Thanks to your November 20 post, we now have a name for the Hyde Park Establishment's unstated - yet real - view of itself. Your term "paleoliberal, communitarian" nails it.

The sign above the gate: "Welcome to Hyde Park, an inwardly focused village practicing world denial and adhering to the true orthodox ideals of Paleoliberal Communitarianism."

I had been struggling to give it all a name. Now I can relax and enjoy Thanksgiving. Thank you.

Peter Rossi said...

from Crain's Chicago business article brought to our attention by Richard Gill:

Filing for Chapter 11 would be challenging, Mr. Poueymirou said, since the organization has no collateral to pledge for debtor-in-possession financing that would be required to keep the organization in business during a restructuring.

“At this stage, to continue the operations, (we would need) $2.6 million,” he said.


nate said...

Any news on the financing front? All I can find on the coop website is this:

At this time, the Board has received a preliminary term sheet from the National Cooperative Bank; however final terms will require further negotiations and approvals. Success is not assured.

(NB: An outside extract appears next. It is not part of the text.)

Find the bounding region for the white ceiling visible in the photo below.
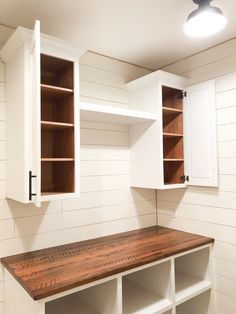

But I can't tell when this was written, or if the "preliminary term sheet" is anything new.

chicago pop said...

Nate, this is all we have heard, as well.

It is very likely that the Board is still scrambling to find financing. Which is a bit awkward, given the fact that the membership is still voting on whether the Co-Op should even bother.

Apparently there is an open Board meeting tonight, at which more information may be gained, for those who are interested.